CEIA-RL/qwen3-4b-dw-lr-dpo is a 4 billion parameter language model, building upon the cemig-temp/qwen3-4b-dw-lr base model. Its key differentiator lies in its training methodology: it has been fine-tuned using Online DPO (Direct Language Model Alignment from Online AI Feedback), a method introduced in the paper "Direct Language Model Alignment from Online AI Feedback" (arXiv:2402.04792). This approach aims to align the model's outputs more closely with desired human preferences through continuous feedback.

Key Capabilities

  • Online DPO Fine-tuning: Utilizes a novel training procedure for direct alignment based on online AI feedback.
  • Qwen3 Architecture: Benefits from the foundational capabilities of the Qwen3 model family.
  • Context Length: Supports a substantial context window of 32768 tokens, enabling processing of longer inputs and generating more coherent, extended responses.

Training Details

The model was trained using the TRL (Transformers Reinforcement Learning) library, specifically implementing the Online DPO method.

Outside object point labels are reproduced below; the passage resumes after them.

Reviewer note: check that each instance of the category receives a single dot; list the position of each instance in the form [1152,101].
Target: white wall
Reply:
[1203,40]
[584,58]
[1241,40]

This training process is designed to enhance the model's ability to generate aligned and preferred responses, making it suitable for applications where nuanced and human-like interaction is crucial.

Use Cases

This model is particularly well-suited for applications requiring:

  • Conversational AI: Generating more aligned and contextually appropriate dialogue.
  • Instruction Following: Producing outputs that better adhere to user instructions and preferences.
  • Research in Alignment: Exploring the effectiveness of Online DPO for language model fine-tuning.